Artificial Intelligence (AI) is boosting scientific research in complex fields such as neuroscience. A recent study conducted by researchers at Ecole Polytechnique Fédérale de Lausanne (EPFL) in Switzerland and Harvard University in the U.S. demonstrates the potential of AI in advancing neuroscience by identifying and tracking neurons in moving animals. Cognitive neuroscience can greatly benefit from machine learning as it relieves the need for the strenuous and time-consuming task of manual annotation, which involves labeling data within datasets to be used by machine learning algorithms.
- The EPFL and Harvard researchers utilized an AI convolutional neural network (CNN) model, capable of performing targeted augmentation to annotate complex brain-imaging data swiftly. They named this technique “Targettrack”.
- The study experimented on brain-wide imaging data of C. elegans (Caenorhabditis elegans), a nematode worm frequently used in research for neurodegenerative diseases.
- The utilization of Targettrack reported a significant improvement, reducing a 200-hour task of annotating 76 neurons in a 10-minute recording of moving C. elegans to just 65 hours – an enhancement of 67.5%.
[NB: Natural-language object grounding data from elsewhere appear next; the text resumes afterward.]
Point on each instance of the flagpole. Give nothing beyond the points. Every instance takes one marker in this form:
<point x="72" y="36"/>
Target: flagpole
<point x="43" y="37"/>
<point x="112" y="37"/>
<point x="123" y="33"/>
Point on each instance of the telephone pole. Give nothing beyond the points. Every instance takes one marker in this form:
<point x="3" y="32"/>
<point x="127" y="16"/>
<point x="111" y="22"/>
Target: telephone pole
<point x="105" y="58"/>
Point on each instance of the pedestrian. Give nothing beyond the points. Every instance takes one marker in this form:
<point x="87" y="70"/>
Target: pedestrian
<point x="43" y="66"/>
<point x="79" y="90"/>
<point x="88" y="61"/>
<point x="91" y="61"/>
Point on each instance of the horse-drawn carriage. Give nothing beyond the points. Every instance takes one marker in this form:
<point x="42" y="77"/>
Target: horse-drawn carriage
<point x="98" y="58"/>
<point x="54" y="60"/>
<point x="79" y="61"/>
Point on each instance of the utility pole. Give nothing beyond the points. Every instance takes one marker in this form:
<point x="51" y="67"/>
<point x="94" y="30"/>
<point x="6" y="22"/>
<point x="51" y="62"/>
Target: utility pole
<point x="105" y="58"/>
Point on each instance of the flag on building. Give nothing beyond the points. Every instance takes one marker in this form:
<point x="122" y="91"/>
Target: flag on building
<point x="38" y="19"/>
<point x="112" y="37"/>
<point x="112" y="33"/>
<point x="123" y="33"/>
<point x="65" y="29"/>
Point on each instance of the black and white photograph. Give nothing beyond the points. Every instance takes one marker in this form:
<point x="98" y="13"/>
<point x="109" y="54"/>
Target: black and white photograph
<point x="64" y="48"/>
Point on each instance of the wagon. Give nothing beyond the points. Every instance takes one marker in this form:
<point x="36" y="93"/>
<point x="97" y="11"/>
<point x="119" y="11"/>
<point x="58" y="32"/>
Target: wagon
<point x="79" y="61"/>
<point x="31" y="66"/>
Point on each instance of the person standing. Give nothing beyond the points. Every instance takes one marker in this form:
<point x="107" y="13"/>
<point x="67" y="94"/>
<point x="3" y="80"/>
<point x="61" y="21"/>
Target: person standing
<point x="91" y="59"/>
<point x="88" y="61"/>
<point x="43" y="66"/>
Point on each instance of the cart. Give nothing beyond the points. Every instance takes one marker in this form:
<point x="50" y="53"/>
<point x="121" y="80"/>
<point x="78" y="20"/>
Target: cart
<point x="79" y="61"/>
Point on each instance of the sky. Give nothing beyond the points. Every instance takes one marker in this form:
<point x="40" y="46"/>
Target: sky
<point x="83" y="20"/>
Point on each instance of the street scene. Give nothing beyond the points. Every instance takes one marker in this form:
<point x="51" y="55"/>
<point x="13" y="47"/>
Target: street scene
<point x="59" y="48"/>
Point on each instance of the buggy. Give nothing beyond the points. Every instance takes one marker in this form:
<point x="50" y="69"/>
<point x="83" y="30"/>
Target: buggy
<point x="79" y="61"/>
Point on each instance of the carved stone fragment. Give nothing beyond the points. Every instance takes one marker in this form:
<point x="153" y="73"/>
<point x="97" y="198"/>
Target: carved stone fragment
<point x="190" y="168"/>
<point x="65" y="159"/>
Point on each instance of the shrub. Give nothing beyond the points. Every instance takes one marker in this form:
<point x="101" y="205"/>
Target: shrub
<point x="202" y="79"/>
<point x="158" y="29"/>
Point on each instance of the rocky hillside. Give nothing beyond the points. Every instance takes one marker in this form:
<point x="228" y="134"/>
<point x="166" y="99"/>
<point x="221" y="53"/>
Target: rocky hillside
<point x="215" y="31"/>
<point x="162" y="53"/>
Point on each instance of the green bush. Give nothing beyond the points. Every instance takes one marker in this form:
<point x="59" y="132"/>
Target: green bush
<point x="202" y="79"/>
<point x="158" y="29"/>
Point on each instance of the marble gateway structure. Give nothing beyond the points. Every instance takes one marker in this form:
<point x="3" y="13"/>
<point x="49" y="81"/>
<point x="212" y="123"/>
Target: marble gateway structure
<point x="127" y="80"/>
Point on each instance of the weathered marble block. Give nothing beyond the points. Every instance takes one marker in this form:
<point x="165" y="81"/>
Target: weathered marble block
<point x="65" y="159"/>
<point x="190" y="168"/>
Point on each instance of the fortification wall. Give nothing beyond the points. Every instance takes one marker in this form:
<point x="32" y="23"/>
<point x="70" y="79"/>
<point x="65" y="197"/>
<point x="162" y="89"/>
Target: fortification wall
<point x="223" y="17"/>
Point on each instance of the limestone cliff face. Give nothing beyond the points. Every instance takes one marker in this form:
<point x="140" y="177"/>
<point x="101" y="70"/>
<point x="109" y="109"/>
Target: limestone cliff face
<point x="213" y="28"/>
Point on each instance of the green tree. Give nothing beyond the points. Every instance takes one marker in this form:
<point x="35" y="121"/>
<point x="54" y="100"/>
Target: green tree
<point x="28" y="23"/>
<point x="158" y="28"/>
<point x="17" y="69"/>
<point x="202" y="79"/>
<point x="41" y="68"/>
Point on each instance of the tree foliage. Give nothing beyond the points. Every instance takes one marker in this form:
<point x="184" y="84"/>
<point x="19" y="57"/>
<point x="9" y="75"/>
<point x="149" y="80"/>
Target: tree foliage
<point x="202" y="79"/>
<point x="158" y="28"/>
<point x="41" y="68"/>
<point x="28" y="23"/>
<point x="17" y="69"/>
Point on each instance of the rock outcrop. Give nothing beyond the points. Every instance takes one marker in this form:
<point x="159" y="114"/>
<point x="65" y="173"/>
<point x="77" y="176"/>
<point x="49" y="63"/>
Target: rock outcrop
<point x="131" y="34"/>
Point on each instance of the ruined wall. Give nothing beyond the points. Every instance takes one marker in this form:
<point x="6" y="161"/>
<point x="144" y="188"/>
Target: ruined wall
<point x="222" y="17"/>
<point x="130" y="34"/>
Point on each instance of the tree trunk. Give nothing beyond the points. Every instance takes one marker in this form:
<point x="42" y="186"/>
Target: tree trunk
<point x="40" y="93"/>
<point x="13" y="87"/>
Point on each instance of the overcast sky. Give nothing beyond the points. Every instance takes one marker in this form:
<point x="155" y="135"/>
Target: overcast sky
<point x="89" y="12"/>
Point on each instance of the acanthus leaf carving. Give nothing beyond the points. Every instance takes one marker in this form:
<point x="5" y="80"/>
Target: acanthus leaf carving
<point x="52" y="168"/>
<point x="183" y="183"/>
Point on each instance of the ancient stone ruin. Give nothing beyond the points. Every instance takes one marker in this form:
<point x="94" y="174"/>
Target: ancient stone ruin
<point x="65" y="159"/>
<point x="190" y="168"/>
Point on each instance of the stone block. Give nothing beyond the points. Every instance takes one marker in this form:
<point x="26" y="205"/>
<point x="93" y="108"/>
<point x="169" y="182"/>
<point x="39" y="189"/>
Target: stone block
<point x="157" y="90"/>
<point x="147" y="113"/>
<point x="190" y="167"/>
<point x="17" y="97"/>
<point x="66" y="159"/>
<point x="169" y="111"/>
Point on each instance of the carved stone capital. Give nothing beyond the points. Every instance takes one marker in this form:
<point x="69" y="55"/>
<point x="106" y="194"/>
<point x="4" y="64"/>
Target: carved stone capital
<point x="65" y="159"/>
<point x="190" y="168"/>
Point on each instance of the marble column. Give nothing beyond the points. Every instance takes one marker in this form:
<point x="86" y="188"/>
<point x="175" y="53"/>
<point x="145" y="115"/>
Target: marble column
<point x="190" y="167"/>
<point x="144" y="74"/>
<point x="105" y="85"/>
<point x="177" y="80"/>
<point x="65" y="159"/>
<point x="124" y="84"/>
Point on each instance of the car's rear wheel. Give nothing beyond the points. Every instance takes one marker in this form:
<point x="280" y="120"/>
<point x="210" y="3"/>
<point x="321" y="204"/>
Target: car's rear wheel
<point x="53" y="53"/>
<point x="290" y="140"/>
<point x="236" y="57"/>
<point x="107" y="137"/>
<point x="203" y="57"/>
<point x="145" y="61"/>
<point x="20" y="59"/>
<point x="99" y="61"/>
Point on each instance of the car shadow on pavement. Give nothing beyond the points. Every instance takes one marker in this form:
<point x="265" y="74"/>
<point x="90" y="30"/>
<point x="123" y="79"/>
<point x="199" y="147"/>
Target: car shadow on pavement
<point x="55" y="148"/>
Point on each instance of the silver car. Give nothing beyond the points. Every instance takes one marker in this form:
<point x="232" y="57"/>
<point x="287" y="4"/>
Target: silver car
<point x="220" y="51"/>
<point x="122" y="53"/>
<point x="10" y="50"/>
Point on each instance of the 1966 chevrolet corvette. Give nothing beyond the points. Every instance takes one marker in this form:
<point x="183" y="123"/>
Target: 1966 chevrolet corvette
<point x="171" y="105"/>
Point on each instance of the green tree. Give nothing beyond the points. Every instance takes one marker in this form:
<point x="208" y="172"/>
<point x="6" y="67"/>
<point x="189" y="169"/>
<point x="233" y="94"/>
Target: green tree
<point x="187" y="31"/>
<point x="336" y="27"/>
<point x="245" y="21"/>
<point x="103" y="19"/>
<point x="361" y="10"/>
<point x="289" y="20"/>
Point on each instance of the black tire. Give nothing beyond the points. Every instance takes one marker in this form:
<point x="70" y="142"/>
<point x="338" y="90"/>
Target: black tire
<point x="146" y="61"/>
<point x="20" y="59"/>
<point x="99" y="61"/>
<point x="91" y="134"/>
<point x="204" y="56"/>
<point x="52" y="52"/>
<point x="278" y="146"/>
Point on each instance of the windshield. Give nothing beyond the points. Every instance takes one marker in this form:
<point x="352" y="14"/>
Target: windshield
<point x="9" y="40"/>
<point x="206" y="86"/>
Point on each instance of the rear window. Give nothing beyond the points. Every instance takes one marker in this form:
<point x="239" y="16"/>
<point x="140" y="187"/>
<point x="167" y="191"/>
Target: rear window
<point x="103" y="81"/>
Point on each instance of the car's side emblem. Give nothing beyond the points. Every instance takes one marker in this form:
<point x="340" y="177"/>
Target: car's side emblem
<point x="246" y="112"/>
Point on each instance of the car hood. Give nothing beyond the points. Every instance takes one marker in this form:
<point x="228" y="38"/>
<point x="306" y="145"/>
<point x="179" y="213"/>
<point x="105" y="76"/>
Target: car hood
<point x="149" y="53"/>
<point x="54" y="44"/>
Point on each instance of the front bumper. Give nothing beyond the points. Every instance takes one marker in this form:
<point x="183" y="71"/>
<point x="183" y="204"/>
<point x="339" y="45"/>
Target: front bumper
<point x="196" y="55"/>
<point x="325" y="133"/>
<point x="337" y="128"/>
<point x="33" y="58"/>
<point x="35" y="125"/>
- When a convolutional neural network is trained with a combination of images annotated both manually and synthetically, the need for proofreading decreased due to increased reliability.
This revolutionary innovation allows CNN to minimize the required amount of manually annotated training data, proving to be greatly efficient in annotating brain imaging problems. With the reduction in duration for manual annotations and proofreading, a 50-fold increase in throughput in comparison to full manual annotation is achieved.